El planeta de los simios - Pierre Boulle

El planeta de los simios - Pierre Boulle

Resumen del libro:

El periodista Ulysse Mérou, el profesor Antelle y su joven discípulo Arthur Levain se embarca en un extraordinario viaje hacia la estrella Betelgeuse. Desde su nave espacial observan el planeta Soror, donde se perfilan ciudades y carreteras curiosamente parecidas a las de la Tierra. Cuando aterrizan descubren que está habitado por seres humanos que viven en estado salvaje, pero entonces, ¿a qué civilización pertenecen las ciudades que han divisado desde el espacio? El planeta de los simios es un libro inquietante, una fábula sobre la angustia que siente el hombre privado de su dignidad, una reflexión sobre el miedo a lo desconocido. Un clásico de la literatura y del cine.

Capítulo primero

Jinn y Phyllis pasaban unas vacaciones maravillosas en el espacio, lo más lejos posible de los astros habitados.
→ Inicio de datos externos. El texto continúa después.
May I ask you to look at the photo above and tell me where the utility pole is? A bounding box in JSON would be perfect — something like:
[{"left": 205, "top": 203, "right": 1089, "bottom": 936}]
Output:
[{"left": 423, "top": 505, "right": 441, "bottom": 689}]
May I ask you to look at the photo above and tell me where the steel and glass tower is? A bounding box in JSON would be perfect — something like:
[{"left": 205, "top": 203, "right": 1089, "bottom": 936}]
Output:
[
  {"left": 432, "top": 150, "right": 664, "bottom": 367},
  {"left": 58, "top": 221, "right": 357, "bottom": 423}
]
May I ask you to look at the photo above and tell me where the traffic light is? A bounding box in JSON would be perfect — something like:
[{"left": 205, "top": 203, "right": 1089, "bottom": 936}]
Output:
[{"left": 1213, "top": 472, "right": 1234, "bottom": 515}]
En aquel tiempo los viajes interplanetarios eran cosa corriente. Los desplazamientos intersiderales no tenían nada de particular. Los cohetes llevaban a los turistas hasta los parajes prodigiosos de Sirio, o a los financieros hasta las Bolsas famosas de Arturo y de Aldebarán. Pero Jinn y Phyllis, una pareja de ricos ociosos, se hacían notar en el cosmos por su originalidad salpicada de unas gotitas de poesía. Recorrían el universo por placer, a la vela.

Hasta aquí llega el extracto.